Ficara minutos relaxando, e fitou as ondas circulares da terma. Estava na hora de voltar, infelizmente. Será que ficariam muito tempo naquele lugar? Tomara que sim. Tomar banho todos os dias ali seria uma ótima forma de descansar.
Ficou em pé, com a água batendo na cintura. À medida que avançava à beirada, a água revelava as curvas e ela rapidamente procurou por um pano para enxugar-se. Estava dobrado cuidadosamente em cima de outro quimono limpo. Pegou-o e levou-o ao rosto, dando instintivamente um bocejo.
Ao abrir os olhos, sentiu o coração parar.
-Feh!
Parado, em cima da pedra diretamente em frente a ela, um youkai de orelhas de cachorro e quimono cor de sangue estalava os dedos e a olhava com o ar zombeteiro.
Incapaz de se mover, ela sentiu uma garra tocar o queixo dela e o rosto ser erguido para encará-lo.
-Mais uma humana, né? – ele disse com ar meio vitorioso.
Mais que apavorada em ver um youkai com as feições humanas ali, era ver Sesshoumaru parado atrás dele erguendo aquela espada, pronto para atacá-lo. Ao sentir a presença atrás, o demônio de quimono vermelho afastou-se de Rin e deu um salto, defendendo ao mesmo tempo de um golpe de Sesshoumaru.

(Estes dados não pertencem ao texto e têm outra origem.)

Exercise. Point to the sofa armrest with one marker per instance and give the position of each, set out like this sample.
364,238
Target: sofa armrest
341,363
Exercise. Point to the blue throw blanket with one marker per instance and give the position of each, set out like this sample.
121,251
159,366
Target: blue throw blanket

O primeiro ataque do lorde foi facilmente esquivado, o mesmo não acontecendo com o segundo. Sesshoumaru lançou o outro youkai tão longe e com tanta força que foi possível ouvir as árvores atingidas pelo golpe caírem uma sobre as outras a alguns metros dali. Não satisfeito com um ataque que quase abriu um vale no bosque, Sesshoumaru saltou atrás do inimigo, que reaparecera inteiro depois do ataque.

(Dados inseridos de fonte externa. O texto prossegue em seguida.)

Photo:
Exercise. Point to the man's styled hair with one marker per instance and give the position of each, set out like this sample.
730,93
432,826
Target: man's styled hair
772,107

-RIIIN!! – Jaken apareceu correndo, e ao vê-la ainda sem roupa, tratou imediatamente de fechar os olhos e começou a correr cegamente em direção a ela, tropeçando numa pedra.
-Jaken! – ela havia esquecido completamente de vestir o quimono e tratou de corrigir a falta, correndo depois para ajudar o servo esverdeado – E-Ele... Eu... – o que dizer agora?
-Inuyasha tocou em você?
Uma outra árvore desabou e levantou poeira um pouco distante deles, mesmo assim a deixou assustada.

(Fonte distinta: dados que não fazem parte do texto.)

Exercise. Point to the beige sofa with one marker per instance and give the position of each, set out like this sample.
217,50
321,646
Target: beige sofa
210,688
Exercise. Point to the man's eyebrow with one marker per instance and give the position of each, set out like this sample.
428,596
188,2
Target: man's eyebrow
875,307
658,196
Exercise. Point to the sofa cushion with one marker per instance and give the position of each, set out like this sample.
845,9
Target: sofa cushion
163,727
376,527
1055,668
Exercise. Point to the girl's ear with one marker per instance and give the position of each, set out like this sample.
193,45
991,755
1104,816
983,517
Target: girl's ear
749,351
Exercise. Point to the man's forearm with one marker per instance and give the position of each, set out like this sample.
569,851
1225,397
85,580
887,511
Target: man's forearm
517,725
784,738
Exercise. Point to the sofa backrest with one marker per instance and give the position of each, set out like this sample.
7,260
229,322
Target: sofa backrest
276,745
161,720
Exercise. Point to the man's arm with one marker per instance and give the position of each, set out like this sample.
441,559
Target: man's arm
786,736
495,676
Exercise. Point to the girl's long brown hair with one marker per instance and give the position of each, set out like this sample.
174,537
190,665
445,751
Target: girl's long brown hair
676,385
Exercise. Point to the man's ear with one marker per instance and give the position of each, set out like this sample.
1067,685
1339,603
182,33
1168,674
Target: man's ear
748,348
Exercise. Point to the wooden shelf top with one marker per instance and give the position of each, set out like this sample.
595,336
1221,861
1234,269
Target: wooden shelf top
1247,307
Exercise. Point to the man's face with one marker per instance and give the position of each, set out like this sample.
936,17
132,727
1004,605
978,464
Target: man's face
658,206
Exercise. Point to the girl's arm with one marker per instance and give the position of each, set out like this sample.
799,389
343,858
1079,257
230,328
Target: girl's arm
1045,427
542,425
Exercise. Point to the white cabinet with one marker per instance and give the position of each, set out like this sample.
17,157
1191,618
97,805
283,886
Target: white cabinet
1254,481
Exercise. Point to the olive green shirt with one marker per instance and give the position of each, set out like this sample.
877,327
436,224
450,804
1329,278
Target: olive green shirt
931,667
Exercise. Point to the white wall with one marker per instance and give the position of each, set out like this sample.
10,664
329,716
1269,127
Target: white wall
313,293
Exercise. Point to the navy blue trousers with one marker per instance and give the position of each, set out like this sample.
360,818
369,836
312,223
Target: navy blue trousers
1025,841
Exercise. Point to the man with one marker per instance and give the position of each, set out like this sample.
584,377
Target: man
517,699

-"Inuyasha"? – ela repetiu e terminou de dar o nó do quimono e levou a mão ao coração – Eu fiquei sem voz, sem saber o que fazer... Ele só falou que eu era humana e...
-O irmão de lorde Sesshoumaru é muito perigoso! – Jaken avisou ao apontar o Bastão de Duas Cabeças em direção da humana – Sabe-se lá o que aconteceria com você se Sesshoumaru-sama não tivesse aparecido.
A nova informação foi processada lentamente. Quando ela finalmente entendeu, a voz saiu num sussurro:
-"Irmão"? – falou assustada – Mas... como é possível?